# AIO etwas feucht beim Auspacken



## Hardliner58 (5. August 2021)

Hallo Zusammen,

meine Eisbär Pro Aurora ist etwas feucht in der Plastikverpackung. Es haben sich Tröpfchen gebildet, normal?

Danke 
Hardi


----------



## Incredible Alk (5. August 2021)

Es gibt zwei Möglichkeiten:

1.) Kondenswasser wenn du ein sehr kaltes Produkt in einen warmen Raum hoher Luftfeuchte bringst. Das ist aber in aller Regel nicht so stark dass etwas tropft wenn das Paket nicht grade bei Minusgraden draußen gelegen hat und dafür gibts auch diese kleinen Silicagel-Päckchen in den Paketen.
Sowas kann passieren, ist aber eher selten.

2.) Die AiO ist undicht/defekt und es ist Kühlflüssigkeit. 

Ist genug Flüssigkeit da um festzustellen, ob es reines Wasser ist (dann trifft 1 zu) oder ob Glykol drin ist (dann trifft 2 zu)?


----------



## Hardliner58 (5. August 2021)

Woran erkenne ich, dass das Glykol ist?


			Dieser Inhalt steht nur eingeloggten Mitgliedern zur Verfügung.


----------



## Incredible Alk (5. August 2021)

Disclaimer: Dieser Hinweis ist mit Vorsicht zu sehen und spiegelt nur meine eigene Handlung wieder bzw. ist keine Empfehlung.

Ich würde einen Finger mit dem Zeug benetzen und dran lecken (natürlich danach auspucken/spülen).
Schmeckts nach nichts --> Wasser
Schmeckts süß --> Glykol

Aber generell sieht das wirklich nach sehr viel Feuchtigkeit aus, sowas sollte nicht passieren. Ich hätte ehrlich gesagt kein wirkliches Vertrauen in dieses Ding.


----------



## Hardliner58 (5. August 2021)

Schmeckt leider süß, na toll ganzer PC fertig gebaut und kein CPU Kühler...


----------



## Incredible Alk (5. August 2021)

Hardliner58 schrieb:


> Schmeckt leider süß


Dann ist die AiO undicht und ein Garantiefall.


----------



## Finallin (5. August 2021)

Die Definition *etwas feucht *ist gut, ich würde sagen die AIO schwimmt förmlich in ihrer Verpackung.  
Sehr ärgerlich sowas, aber Garantie, ab zurück damit!


----------



## Lexx (5. August 2021)

Hardliner58 schrieb:


> Schmeckt leider süß


Und schon dicht?
Glykol ist hochgiftig.


----------



## pedi (5. August 2021)

bist du da sicher?
vor jahren wurde das im nachbarland in den wein gepanscht.


----------



## IICARUS (5. August 2021)

Hab auch schon zwei Eisbär Aurora geliefert bekommen und keine von beiden sah so aus.
Reklamieren und austauschen lassen.


----------



## Hardliner58 (5. August 2021)

Lexx schrieb:


> Und schon dicht?
> Glykol ist hochgiftig.


Hab mir was in den Tee rein getröpfelt - wunderbar kann mich nicht beschweren -  schmeckt lieblich süß


----------



## Richu006 (5. August 2021)

Lexx schrieb:


> Und schon dicht?
> Glykol ist hochgiftig.



In grossen mengen ja... ein paar tropfen auf ner fingerspitze, werden aber niemand umbringen.

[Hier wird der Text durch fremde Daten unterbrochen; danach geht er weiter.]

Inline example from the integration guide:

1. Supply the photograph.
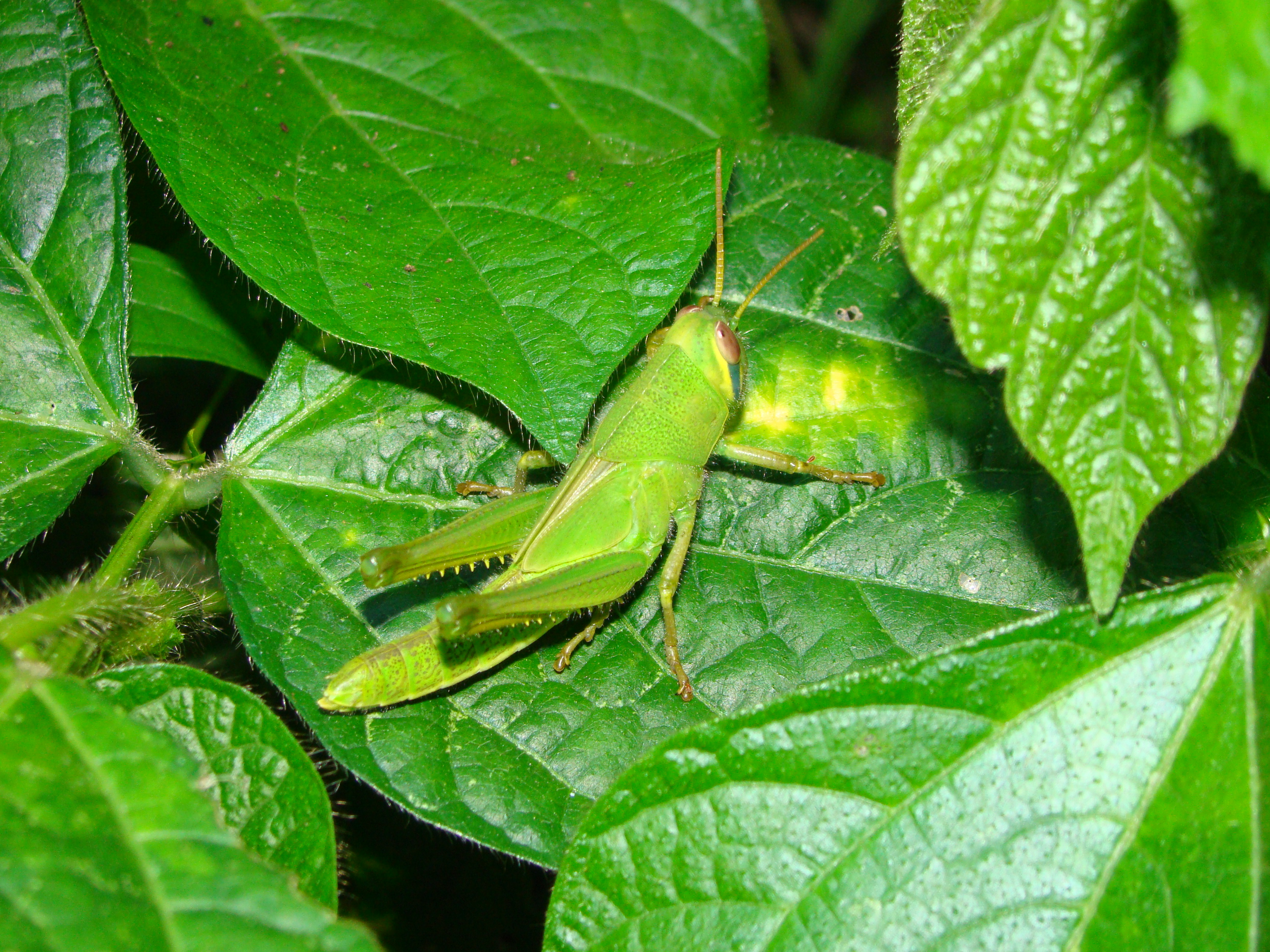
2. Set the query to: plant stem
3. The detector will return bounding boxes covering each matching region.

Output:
[0,585,101,651]
[186,369,237,456]
[92,473,186,588]
[794,0,880,136]
[758,0,807,100]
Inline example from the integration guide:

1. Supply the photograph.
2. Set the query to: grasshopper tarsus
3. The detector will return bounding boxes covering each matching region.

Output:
[551,606,611,674]
[455,480,516,499]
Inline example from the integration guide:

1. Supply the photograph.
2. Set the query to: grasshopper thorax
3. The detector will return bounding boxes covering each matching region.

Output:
[662,303,746,403]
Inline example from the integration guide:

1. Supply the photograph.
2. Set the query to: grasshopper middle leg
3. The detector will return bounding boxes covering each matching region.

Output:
[455,449,556,499]
[554,604,612,674]
[657,500,697,701]
[715,440,886,489]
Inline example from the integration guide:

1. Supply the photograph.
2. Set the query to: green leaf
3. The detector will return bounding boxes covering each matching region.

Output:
[92,664,339,909]
[545,576,1265,952]
[0,0,134,557]
[85,0,766,459]
[128,245,277,378]
[897,0,1266,613]
[1130,371,1270,587]
[217,140,1075,865]
[895,0,979,138]
[0,668,377,952]
[1169,0,1270,187]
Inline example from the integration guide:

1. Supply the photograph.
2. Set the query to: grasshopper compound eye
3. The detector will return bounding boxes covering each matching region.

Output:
[715,321,740,364]
[715,321,740,400]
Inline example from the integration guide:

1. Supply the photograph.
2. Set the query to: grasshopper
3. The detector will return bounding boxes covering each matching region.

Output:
[318,148,885,711]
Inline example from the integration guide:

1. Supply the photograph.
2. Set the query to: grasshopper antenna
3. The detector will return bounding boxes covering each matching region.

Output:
[732,228,824,328]
[710,147,722,304]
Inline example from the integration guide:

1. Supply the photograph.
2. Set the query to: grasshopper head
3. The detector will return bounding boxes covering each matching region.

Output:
[662,304,746,403]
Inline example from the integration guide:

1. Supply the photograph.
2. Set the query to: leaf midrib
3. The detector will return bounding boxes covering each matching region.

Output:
[570,593,1239,952]
[243,0,560,444]
[0,233,122,425]
[29,682,184,952]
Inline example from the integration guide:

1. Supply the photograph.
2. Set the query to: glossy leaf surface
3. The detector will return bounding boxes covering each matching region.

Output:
[128,245,277,378]
[545,576,1265,952]
[897,0,1266,612]
[0,0,133,557]
[85,0,765,459]
[0,668,379,952]
[92,664,339,909]
[217,141,1076,865]
[1169,0,1270,185]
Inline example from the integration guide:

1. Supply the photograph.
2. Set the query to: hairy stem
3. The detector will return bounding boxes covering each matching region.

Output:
[93,472,186,588]
[794,0,880,136]
[186,369,237,456]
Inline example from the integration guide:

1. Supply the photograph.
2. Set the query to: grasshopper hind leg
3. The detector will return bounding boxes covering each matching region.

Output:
[552,606,612,674]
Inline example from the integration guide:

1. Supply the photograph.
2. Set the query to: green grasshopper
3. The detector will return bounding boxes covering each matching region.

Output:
[318,150,884,711]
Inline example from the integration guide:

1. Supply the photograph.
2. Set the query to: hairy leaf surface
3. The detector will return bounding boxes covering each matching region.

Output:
[0,666,379,952]
[545,576,1265,952]
[1169,0,1270,185]
[897,0,1266,612]
[128,245,278,378]
[92,664,339,909]
[217,141,1076,865]
[85,0,765,459]
[0,0,134,557]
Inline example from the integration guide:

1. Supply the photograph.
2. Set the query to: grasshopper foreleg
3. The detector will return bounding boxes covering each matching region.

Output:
[554,604,612,674]
[455,449,556,499]
[715,440,886,489]
[657,500,697,701]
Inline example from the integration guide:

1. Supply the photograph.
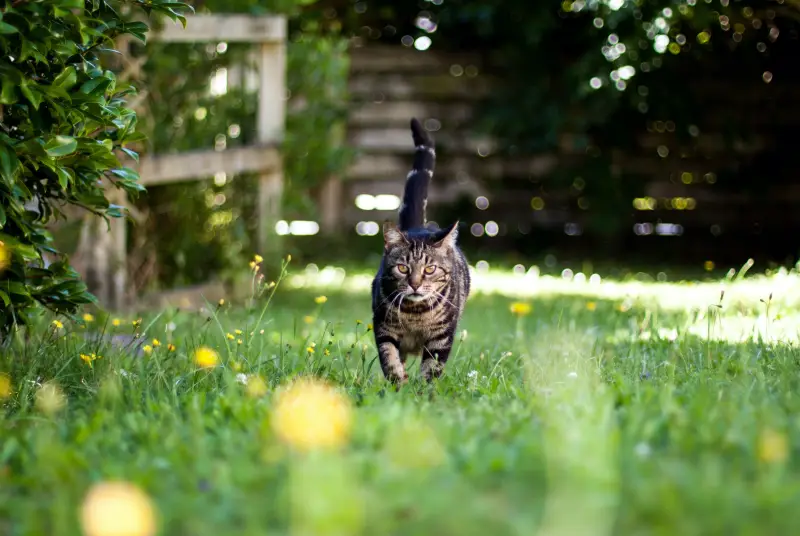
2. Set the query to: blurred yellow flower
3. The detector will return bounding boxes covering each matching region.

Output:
[272,379,353,451]
[245,374,269,398]
[194,346,219,368]
[80,482,157,536]
[758,428,789,463]
[35,382,67,415]
[0,372,14,399]
[510,302,533,316]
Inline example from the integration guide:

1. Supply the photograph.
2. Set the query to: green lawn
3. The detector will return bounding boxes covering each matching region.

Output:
[0,269,800,536]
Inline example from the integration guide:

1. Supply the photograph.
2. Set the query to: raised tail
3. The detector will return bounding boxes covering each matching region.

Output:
[399,118,436,231]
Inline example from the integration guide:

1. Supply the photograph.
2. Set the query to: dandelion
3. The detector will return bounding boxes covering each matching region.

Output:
[80,482,156,536]
[758,428,789,463]
[0,240,11,272]
[0,372,14,400]
[35,382,67,415]
[510,302,533,316]
[271,379,353,451]
[194,346,219,368]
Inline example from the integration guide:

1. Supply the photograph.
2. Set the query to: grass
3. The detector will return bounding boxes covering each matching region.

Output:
[0,260,800,536]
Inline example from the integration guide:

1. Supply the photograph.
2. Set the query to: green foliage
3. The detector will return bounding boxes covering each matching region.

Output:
[0,271,800,536]
[133,0,350,287]
[0,0,188,337]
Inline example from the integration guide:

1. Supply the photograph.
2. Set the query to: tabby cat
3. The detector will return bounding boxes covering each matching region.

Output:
[372,119,470,384]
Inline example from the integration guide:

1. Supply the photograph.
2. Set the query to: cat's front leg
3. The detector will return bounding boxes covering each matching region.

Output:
[419,337,453,382]
[375,332,408,385]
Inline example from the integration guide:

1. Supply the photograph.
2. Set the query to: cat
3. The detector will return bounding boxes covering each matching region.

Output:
[372,118,470,386]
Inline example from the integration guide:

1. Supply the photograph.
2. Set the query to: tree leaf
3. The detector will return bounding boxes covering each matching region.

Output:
[44,136,78,158]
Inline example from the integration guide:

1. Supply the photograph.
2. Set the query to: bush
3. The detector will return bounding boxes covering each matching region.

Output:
[0,0,191,340]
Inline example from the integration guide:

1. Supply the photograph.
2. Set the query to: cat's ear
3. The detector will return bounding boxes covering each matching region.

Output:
[383,221,407,249]
[433,220,459,249]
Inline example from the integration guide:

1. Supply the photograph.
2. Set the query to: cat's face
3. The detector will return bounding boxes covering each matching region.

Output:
[384,223,458,302]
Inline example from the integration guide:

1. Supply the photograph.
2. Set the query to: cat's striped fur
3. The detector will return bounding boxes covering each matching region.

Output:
[372,119,470,383]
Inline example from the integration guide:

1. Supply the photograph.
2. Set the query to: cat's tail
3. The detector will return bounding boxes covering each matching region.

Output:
[399,118,436,231]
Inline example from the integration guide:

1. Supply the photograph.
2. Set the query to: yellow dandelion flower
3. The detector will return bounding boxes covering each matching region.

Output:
[271,379,353,451]
[245,375,269,398]
[0,372,14,400]
[758,428,789,463]
[0,240,11,272]
[510,302,533,316]
[80,482,157,536]
[194,346,219,368]
[35,382,67,415]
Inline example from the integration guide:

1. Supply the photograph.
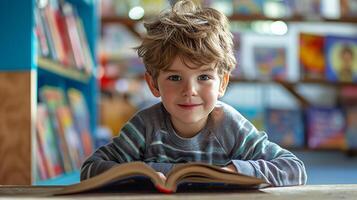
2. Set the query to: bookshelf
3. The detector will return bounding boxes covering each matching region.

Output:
[0,0,100,185]
[101,1,357,152]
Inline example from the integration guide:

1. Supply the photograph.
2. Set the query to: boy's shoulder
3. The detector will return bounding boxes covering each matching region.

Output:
[212,101,244,119]
[134,102,167,121]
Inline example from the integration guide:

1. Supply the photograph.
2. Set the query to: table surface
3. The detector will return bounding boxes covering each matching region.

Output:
[0,184,357,200]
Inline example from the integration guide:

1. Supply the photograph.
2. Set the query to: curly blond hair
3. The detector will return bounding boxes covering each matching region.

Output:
[136,0,236,80]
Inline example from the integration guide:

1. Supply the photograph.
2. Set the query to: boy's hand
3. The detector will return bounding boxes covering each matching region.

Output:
[221,164,238,173]
[156,172,166,182]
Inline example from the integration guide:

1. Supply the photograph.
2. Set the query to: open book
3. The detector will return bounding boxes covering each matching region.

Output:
[50,162,268,195]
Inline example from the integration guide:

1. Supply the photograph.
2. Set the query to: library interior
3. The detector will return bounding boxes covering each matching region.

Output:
[0,0,357,195]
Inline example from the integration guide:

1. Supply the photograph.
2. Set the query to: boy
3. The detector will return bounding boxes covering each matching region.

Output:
[81,0,306,186]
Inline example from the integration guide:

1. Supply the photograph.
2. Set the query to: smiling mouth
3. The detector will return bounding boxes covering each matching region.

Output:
[178,104,202,109]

Btw. Eigentlich ist es ja ein Garantiefall. Und müsste zur RMA zurück.

Aber mir wäre das zu blöd und der Aufwand für mich zu gross.
Die Eisbär ist ja eine der wenigen AIOS mit dem Vorteil an modularität. Sprich schläuche, Fittinge und jegliche O ringe lassen sich austauschen und sind kompatibel mit den gängigen costum loop teilen.

Ich würde wohl ausserhalb vom pc nach dem leck suchen und versuchen selbst zu reparieren, evtl fittinge ersetzen oder so.

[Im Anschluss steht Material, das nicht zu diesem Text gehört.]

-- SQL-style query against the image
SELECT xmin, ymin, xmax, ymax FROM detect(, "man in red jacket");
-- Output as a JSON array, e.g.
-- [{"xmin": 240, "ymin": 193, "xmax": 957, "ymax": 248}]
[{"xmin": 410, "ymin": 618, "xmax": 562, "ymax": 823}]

Aber ja wenn noch 0 Erfahrung mit wakü evtl. Einfach zur RMA zurück senden.


----------



## max310kc (6. August 2021)

> Aber mir wäre das zu blöd und der Aufwand für mich zu gross.
> Die Eisbär ist ja eine der wenigen AIOS mit dem Vorteil an modularität. Sprich schläuche, Fittinge und jegliche O ringe lassen sich austauschen und sind kompatibel mit den gängigen costum loop teilen.
> 
> Ich würde wohl ausserhalb vom pc nach dem leck suchen und versuchen selbst zu reparieren, evtl fittinge ersetzen oder so.

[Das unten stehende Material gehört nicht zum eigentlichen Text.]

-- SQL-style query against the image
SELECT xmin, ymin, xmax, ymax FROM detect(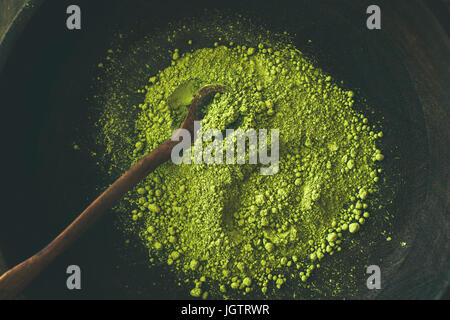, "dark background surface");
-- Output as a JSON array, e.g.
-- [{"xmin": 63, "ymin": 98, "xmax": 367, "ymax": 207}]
[{"xmin": 0, "ymin": 1, "xmax": 450, "ymax": 299}]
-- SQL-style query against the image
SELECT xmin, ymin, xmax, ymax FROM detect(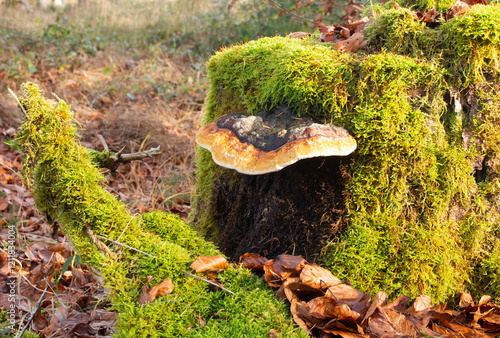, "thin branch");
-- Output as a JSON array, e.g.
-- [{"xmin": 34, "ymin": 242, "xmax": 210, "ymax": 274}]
[
  {"xmin": 268, "ymin": 0, "xmax": 334, "ymax": 24},
  {"xmin": 17, "ymin": 280, "xmax": 49, "ymax": 338},
  {"xmin": 7, "ymin": 88, "xmax": 28, "ymax": 117},
  {"xmin": 117, "ymin": 214, "xmax": 137, "ymax": 241},
  {"xmin": 86, "ymin": 226, "xmax": 115, "ymax": 258},
  {"xmin": 52, "ymin": 93, "xmax": 62, "ymax": 101},
  {"xmin": 96, "ymin": 235, "xmax": 156, "ymax": 258},
  {"xmin": 110, "ymin": 146, "xmax": 161, "ymax": 163},
  {"xmin": 181, "ymin": 270, "xmax": 234, "ymax": 295}
]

Schonmal eine Eisbär wieder befüllt? Ohne viel Geduld (oder einen AGB) wird das nix. Und die Fittings hatten trotz Tuch dazwischen gut was weg, so fest wie die waren...
Dann ist noch die Garantie weg.

Meiner Meinung nach definitiv eine Retoure. Eventuell auch zeitglich gleich eine Neue bestellen.


----------



## pedi (6. August 2021)

aber dann gleich einen noctualuftkühler.


----------



## Richu006 (6. August 2021)

max310kc schrieb:


> Schonmal eine Eisbär wieder befüllt? Ohne viel Geduld (oder einen AGB) wird das nix. Und die Fittings hatten trotz Tuch dazwischen gut was weg, so fest wie die waren...
> Dann ist noch die Garantie weg.
> 
> Meiner Meinung nach definitiv eine Retoure. Eventuell auch zeitglich gleich eine Neue bestellen.



Eisbär befüllen ist easy, darf nur nicht in eingebautem Zustand sein. Einfach an der pumpe halten (einfüllloch nach oben) und Radiator herunter hängen lassen.
Dann einfach Wasser einfüllen bis nichts mehr reingeht.... fertig.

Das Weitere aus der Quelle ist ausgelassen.